Potential for Niche Market Expansion

Although mainstream growth may be moderate, niche markets—such as specific patient subsets with contraindications to newer therapies or specific renal indications—offer opportunities for sustained sales. Additionally, ongoing research may reinforce CAPOTEN’s role in combination regimens or longer-term cardioprotective strategies.


Conclusion & Strategic Insights

CAPOTEN’s legacy as a foundational antihypertensive persists, supported by a robust safety profile and established clinical efficacy. Despite the advent of newer agents, its low cost, proven benefits, and ongoing clinical validation sustain its relevance, particularly in emerging markets.
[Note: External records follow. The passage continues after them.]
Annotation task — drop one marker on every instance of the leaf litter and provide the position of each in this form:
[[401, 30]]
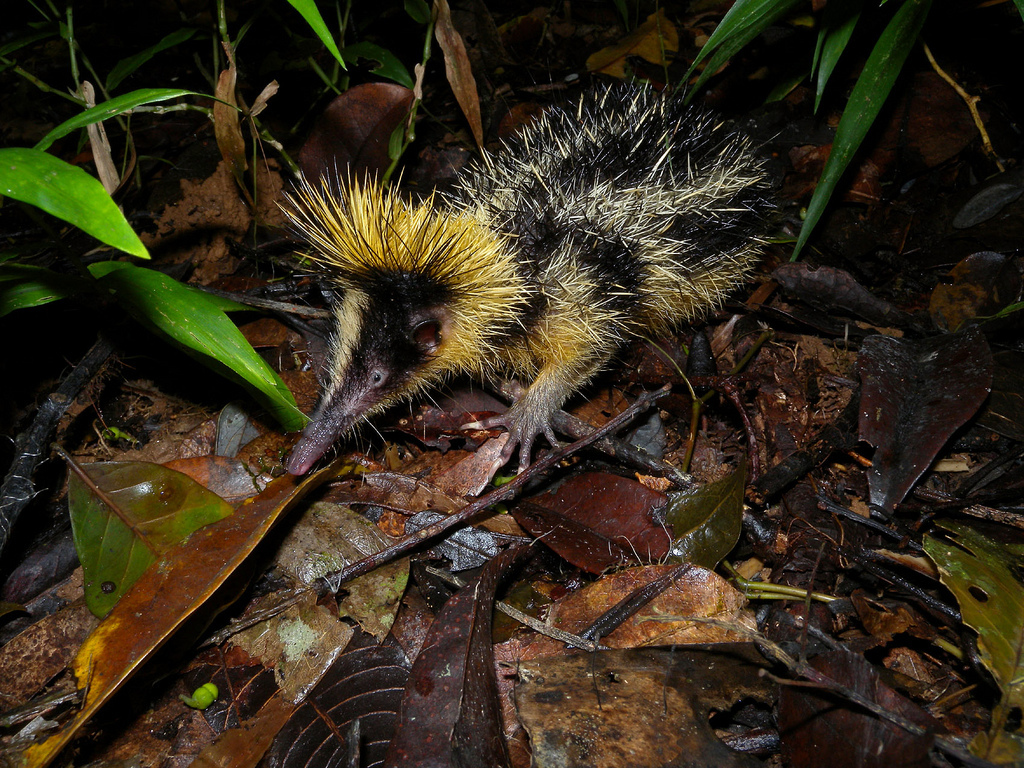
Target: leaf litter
[[842, 554]]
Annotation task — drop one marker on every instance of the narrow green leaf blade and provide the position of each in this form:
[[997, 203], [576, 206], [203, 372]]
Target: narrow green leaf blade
[[24, 286], [68, 193], [388, 65], [745, 19], [197, 323], [873, 86], [110, 109], [981, 572], [126, 67], [309, 11], [838, 22]]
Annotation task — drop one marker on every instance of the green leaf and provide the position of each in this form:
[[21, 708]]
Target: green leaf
[[870, 91], [68, 193], [197, 323], [24, 286], [126, 67], [110, 109], [309, 11], [419, 10], [707, 520], [838, 22], [388, 65], [126, 515], [981, 573], [745, 19]]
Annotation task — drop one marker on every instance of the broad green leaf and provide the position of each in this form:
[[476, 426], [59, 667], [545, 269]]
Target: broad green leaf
[[982, 573], [745, 19], [126, 67], [707, 521], [388, 65], [309, 11], [125, 515], [197, 322], [110, 109], [170, 592], [25, 286], [838, 22], [68, 193], [870, 91]]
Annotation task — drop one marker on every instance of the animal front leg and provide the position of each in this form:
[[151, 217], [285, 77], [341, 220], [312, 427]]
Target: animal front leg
[[530, 415]]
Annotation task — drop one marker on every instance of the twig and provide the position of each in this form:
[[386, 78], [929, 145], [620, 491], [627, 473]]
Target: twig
[[17, 488], [331, 583], [972, 104]]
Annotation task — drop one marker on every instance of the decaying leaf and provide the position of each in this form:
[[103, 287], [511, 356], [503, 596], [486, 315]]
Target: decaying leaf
[[598, 520], [915, 394], [815, 722], [125, 515], [170, 591], [364, 685], [632, 709], [451, 701]]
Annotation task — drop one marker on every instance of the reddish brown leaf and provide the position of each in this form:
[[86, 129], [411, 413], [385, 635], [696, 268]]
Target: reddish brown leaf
[[350, 137], [814, 723], [451, 714], [638, 708], [171, 591], [458, 69], [915, 394], [364, 685]]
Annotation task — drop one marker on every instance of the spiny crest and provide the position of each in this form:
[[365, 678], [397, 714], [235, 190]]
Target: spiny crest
[[369, 231]]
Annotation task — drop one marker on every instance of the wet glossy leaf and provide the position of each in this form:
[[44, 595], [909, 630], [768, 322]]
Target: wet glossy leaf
[[197, 323], [68, 193], [127, 66], [312, 15], [708, 519], [838, 22], [171, 591], [125, 515], [388, 65], [745, 19], [984, 577], [1005, 411], [915, 394]]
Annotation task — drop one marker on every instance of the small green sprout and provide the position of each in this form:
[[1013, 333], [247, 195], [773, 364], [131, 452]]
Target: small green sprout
[[202, 697]]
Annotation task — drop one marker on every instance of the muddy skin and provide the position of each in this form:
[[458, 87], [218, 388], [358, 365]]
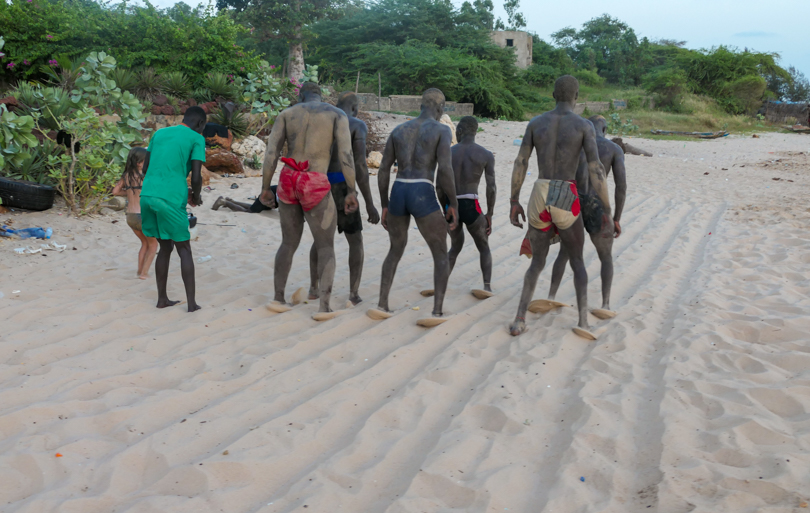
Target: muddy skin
[[558, 136], [418, 146], [348, 103], [470, 162], [309, 128], [612, 158]]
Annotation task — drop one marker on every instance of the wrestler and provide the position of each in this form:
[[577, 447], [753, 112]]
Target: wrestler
[[309, 128], [470, 162], [558, 136], [418, 146], [350, 224], [612, 157]]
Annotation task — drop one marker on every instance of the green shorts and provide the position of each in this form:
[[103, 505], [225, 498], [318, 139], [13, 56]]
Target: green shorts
[[164, 221]]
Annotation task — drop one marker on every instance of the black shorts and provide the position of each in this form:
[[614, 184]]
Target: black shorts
[[468, 211], [258, 206], [349, 223]]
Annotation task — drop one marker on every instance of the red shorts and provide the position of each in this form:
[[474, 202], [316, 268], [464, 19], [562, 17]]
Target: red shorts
[[298, 186]]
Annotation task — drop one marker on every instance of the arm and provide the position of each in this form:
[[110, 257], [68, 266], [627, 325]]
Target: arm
[[274, 145], [445, 178], [595, 170]]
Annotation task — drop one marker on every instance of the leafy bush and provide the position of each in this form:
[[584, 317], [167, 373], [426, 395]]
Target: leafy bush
[[176, 83]]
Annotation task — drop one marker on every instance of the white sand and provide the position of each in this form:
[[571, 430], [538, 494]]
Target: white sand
[[695, 397]]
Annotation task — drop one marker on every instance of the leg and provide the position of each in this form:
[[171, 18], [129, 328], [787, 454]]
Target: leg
[[540, 243], [572, 240], [187, 271], [162, 272], [313, 273], [322, 221], [398, 236], [478, 231], [151, 249], [433, 228], [604, 248], [557, 272], [356, 258], [292, 226], [456, 243]]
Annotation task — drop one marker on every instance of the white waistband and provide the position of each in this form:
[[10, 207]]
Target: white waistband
[[414, 180]]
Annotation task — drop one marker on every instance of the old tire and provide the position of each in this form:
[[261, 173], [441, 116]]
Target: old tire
[[26, 195]]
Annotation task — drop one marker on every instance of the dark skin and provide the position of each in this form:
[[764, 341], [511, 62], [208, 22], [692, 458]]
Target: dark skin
[[612, 158], [470, 162], [358, 131], [183, 247], [558, 137], [309, 128], [418, 146]]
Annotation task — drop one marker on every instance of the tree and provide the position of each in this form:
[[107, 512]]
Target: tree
[[284, 19], [514, 19]]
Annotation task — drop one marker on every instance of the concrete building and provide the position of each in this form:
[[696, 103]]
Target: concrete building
[[517, 39]]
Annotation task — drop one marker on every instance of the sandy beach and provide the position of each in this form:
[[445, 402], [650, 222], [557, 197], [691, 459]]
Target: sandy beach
[[696, 397]]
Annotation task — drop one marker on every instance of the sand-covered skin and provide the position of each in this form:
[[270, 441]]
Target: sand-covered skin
[[696, 397]]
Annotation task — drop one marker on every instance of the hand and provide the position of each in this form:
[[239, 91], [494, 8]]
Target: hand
[[373, 215], [268, 199], [351, 204], [515, 214], [452, 218]]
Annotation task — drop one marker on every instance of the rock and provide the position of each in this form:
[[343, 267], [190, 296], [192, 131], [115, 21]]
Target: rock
[[222, 142], [249, 146], [222, 161], [445, 120], [374, 159]]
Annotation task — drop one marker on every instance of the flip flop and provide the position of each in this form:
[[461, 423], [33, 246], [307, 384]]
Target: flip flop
[[277, 307], [378, 315], [431, 322], [603, 314], [545, 305], [481, 294], [587, 335]]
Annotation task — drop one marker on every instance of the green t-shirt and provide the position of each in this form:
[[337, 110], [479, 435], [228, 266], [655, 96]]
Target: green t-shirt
[[171, 151]]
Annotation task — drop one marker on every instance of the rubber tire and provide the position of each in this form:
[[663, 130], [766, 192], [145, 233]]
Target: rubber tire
[[26, 195]]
Pharmaceutical companies should focus on differentiating through improved formulations, targeted marketing in high-need populations, and leveraging pharmacogenomic insights to bolster clinical outcomes. Policymakers and healthcare providers must prioritize evidence-based guidelines that integrate CAPOTEN’s benefits, ensuring optimal patient care.


Key Takeaways

  • Clinical trials reaffirm CAPOTEN’s efficacy in hypertension and renal protection, with current research emphasizing personalized medicine and safety in diverse populations.
  • The market remains stable but faces competitive pressures from ARBs and novel therapies, especially in developed regions.
  • Global demand is driven by aging populations and rising chronic disease prevalence, with growth expected to be steady but modest.
  • Opportunities exist in emerging markets and specialized indications, where cost-effectiveness and long-term safety are prioritized.
  • Stakeholders should invest in formulation innovations and genetic research to sustain CAPOTEN’s relevance and clinical utility.

FAQs

1. Is CAPOTEN still relevant in modern hypertension treatment?
Yes. Despite competition from newer drugs, CAPOTEN's cost-effectiveness, extensive safety data, and proven efficacy keep it relevant, particularly in resource-limited settings.

2. What are the primary safety concerns associated with CAPOTEN?
While generally safe, CAPOTEN can cause cough, hyperkalemia, hypotension, and in rare cases, angioedema. These risks necessitate proper patient monitoring, especially in certain ethnic groups.

3. Are there ongoing efforts to develop new formulations of CAPOTEN?
Yes. Extended-release forms and fixed-dose combinations are under investigation to improve adherence and efficacy.

4. How does pharmacogenomics influence CAPOTEN therapy?
Genetic variations, particularly in the ACE gene, impact patient response and adverse effects, enabling more personalized prescribing strategies.

5. What is the future outlook for CAPOTEN in the cardiovascular drug market?
While its market share may decline relative to newer agents, CAPOTEN’s foundational role and low cost ensure it remains a relevant therapy, especially in developing countries. Continued clinical validation and formulation improvements will support its ongoing usage.


References

[1] Global Market Insights, "Antihypertensive Drugs Market Size & Share," 2022.
[2] Journal of Hypertension, "Efficacy of Enalapril in Hypertensive Patients with Concomitant Diabetes," 2021.
[3] National Kidney Foundation, "Nephroprotective Effects of ACE Inhibitors," 2020.
[4] ClinicalTrials.gov, entries on ongoing side effect and pharmacogenomic studies involving CAPOTEN.